Purpose: Quercetin, the most widely distributed flavonoid, has been shown to have multiple properties and beneficial effects on various metabolic diseases. Thus, our aim was to investigate the underlying mechanism whereby quercetin regulates renal lipid accumulation and ameliorates early diabetic renal injuries in Leprdb/Leprdb (db/db) mice, a model of type 2 diabetes.Methods: db/db mice were administered either 50 mg/kg or 100 mg/kg quercetin by oral gavage once a day to evaluate its effects on early stage diabetic nephropathy; mice were sacrificed at the end of the 10th week after intervention; a similar number of db/db and db/m mice were used as controls. During the experimental study, the general status of the animals was observed daily; body weight and blood glucose concentrations were measured at bi-weekly intervals.
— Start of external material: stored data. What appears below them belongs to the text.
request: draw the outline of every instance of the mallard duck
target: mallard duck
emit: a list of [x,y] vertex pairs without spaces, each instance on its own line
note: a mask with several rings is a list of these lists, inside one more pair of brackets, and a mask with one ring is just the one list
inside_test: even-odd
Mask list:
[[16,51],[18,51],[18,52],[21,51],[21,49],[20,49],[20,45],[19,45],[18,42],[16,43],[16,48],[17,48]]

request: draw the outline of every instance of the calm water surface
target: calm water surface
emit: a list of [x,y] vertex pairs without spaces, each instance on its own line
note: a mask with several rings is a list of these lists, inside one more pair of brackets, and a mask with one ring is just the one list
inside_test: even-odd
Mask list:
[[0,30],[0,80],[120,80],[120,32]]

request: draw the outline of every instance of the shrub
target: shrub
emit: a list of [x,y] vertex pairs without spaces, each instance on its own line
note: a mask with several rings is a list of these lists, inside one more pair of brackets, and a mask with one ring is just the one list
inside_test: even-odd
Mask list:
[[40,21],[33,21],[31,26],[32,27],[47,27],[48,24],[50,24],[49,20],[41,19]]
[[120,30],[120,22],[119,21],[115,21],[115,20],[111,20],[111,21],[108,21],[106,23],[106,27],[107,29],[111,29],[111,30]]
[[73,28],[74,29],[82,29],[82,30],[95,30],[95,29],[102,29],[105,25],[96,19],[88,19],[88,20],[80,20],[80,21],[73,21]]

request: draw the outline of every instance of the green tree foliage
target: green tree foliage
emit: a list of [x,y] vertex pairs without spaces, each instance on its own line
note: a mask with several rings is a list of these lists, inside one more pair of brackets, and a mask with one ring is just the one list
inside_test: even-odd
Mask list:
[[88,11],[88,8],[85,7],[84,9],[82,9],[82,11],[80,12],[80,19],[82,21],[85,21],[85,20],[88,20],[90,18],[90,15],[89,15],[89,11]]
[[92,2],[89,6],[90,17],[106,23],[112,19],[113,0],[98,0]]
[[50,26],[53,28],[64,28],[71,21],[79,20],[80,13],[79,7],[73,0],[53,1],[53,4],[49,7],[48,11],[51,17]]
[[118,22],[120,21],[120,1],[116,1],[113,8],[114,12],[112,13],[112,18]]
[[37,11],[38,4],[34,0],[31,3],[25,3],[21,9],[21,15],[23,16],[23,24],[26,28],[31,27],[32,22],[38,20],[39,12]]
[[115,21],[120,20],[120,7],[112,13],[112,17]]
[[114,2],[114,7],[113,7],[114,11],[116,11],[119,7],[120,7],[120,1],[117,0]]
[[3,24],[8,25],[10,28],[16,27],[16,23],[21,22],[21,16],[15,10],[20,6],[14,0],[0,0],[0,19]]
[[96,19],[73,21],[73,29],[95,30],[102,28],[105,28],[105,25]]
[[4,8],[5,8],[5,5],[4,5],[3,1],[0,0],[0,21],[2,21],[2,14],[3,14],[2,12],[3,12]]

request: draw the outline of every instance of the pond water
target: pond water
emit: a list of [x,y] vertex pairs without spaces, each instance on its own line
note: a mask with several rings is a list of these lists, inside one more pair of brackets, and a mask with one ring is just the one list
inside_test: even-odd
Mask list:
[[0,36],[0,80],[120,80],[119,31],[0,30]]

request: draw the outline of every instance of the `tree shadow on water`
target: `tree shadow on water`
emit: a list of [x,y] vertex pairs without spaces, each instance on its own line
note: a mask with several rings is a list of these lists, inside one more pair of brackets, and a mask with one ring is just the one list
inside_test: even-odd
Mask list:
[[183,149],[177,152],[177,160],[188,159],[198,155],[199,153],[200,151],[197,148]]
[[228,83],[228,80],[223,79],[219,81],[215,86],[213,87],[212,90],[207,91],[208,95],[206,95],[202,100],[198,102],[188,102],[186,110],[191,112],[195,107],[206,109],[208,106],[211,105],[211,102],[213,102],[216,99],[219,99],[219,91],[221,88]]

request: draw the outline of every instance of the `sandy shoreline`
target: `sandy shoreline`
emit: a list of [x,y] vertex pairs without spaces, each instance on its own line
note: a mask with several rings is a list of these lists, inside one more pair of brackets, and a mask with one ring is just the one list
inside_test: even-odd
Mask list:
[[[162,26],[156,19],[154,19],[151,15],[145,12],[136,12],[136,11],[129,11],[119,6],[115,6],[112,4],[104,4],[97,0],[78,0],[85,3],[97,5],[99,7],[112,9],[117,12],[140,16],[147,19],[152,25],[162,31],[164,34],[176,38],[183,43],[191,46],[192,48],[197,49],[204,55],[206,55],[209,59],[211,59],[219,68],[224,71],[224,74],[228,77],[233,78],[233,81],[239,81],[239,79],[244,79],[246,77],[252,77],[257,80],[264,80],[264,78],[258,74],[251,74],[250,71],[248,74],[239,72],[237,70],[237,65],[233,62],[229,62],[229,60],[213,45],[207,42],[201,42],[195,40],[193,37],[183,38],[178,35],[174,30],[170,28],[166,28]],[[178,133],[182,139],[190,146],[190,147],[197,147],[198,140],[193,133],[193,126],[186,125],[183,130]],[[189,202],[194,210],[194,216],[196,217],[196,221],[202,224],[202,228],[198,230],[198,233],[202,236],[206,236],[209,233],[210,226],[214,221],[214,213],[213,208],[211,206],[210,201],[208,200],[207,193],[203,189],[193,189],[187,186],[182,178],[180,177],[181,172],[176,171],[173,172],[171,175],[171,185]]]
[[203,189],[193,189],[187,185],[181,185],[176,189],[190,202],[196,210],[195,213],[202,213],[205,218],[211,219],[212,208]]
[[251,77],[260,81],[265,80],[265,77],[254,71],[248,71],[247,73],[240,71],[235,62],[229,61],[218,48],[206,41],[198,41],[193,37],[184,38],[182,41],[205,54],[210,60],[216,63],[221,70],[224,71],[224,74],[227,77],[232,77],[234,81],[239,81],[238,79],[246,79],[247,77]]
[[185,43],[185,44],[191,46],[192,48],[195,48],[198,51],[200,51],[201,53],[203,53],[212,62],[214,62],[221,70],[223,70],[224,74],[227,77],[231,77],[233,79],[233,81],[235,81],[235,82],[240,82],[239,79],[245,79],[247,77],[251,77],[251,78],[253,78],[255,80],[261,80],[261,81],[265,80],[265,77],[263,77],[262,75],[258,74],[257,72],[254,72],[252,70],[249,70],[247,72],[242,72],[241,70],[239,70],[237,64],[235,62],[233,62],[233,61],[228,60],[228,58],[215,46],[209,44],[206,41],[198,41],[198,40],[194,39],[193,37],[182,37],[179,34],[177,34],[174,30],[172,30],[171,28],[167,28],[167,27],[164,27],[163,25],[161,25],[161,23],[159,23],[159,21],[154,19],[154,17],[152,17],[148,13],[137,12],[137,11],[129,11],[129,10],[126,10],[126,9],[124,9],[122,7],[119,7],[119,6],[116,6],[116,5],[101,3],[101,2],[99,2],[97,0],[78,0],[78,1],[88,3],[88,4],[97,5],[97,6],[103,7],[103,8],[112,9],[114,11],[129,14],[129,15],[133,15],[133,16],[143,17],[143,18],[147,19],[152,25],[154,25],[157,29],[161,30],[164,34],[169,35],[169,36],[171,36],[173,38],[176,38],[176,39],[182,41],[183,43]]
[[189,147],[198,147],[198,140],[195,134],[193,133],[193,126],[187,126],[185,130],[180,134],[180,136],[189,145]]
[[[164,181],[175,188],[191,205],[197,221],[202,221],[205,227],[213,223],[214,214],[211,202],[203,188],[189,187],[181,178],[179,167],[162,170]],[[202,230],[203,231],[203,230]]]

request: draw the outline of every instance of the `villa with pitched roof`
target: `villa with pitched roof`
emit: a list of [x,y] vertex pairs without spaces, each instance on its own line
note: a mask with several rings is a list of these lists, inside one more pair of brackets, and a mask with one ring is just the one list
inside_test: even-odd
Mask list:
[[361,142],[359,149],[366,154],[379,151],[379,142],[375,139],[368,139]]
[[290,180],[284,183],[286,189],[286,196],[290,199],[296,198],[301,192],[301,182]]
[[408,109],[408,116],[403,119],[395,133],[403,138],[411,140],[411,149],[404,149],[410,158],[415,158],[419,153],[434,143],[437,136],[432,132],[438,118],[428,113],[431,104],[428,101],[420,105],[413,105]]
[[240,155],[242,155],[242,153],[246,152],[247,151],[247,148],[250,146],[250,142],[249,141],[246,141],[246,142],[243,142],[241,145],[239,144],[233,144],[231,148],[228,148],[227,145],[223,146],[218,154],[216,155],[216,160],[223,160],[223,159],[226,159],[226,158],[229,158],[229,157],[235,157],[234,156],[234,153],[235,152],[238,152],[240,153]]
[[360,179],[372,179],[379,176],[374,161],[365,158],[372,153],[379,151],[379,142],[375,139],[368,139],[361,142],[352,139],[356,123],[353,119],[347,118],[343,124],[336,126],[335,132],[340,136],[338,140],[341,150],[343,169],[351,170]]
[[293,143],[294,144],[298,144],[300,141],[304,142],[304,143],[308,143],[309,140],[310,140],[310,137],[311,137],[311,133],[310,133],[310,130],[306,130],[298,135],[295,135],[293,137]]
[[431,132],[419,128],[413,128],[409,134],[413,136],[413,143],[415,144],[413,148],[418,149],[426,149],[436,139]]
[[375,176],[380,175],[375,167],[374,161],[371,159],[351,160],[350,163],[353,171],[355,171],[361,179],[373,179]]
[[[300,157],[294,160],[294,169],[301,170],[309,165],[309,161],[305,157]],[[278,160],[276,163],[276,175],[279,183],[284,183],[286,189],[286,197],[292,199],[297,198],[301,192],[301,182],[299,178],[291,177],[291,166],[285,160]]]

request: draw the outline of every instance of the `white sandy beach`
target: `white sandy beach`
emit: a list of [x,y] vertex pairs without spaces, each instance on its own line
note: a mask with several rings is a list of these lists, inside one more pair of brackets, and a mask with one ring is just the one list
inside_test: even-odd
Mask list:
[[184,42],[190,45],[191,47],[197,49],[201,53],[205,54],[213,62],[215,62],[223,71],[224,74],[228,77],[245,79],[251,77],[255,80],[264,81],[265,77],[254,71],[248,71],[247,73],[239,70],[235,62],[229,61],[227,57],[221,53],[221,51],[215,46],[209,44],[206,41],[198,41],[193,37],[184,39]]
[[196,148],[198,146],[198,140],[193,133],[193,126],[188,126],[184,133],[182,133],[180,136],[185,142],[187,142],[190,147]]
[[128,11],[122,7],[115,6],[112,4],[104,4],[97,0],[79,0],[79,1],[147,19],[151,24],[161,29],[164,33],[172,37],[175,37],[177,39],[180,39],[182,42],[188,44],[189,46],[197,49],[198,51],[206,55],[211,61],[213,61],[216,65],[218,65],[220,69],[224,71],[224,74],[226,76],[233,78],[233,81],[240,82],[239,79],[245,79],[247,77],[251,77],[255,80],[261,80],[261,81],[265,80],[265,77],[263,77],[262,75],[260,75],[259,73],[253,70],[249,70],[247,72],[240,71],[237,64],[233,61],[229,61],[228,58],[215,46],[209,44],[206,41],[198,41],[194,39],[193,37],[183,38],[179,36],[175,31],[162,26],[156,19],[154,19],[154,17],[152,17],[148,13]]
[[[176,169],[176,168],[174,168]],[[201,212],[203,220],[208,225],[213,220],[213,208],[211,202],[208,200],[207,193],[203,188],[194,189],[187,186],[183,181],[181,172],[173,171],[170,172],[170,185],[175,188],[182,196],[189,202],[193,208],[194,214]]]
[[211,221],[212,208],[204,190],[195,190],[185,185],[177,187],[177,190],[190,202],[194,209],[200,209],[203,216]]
Biochemical parameters of lipid metabolism were measured by automatic biochemical analyzer. Renal function parameters were performed using commercial kits. Early renal histological changes and lipid accumulation were demonstrated by H&E staining and Oil-Red-O staining, respectively. Moreover, the expression of key proteins in the low-density lipoprotein receptors (LDLr)-SREBP-2-SREBP cSCAP signaling pathway in the kidneys of diabetic mice was detected by Western blot assay.Results: Compared with diabetic controls, quercetin not only ameliorated albuminuria and urinary albumin-to-creatinine ratio, but also decreased blood urea nitrogen and glucose, serum cholesterol, triglycerides, and low-density lipoprotein cholesterol, whereas it had no remarkable effect on the high-density lipoprotein cholesterol in diabetic db/db mice. Additionally, the evidently down regulated expression of LDLr, HMGCR, SREBP-2, and SCAP subsequently attenuated the renal lipid profile change and lipid droplet accumulation, resulting in the alleviation of renal injury of db/db mice.Conclusion: Quercetin safely and efficiently alleviates early diabetic renal injuries, possibly through improving the lipid metabolism via SCAP-SREBP2-LDLr signaling pathway.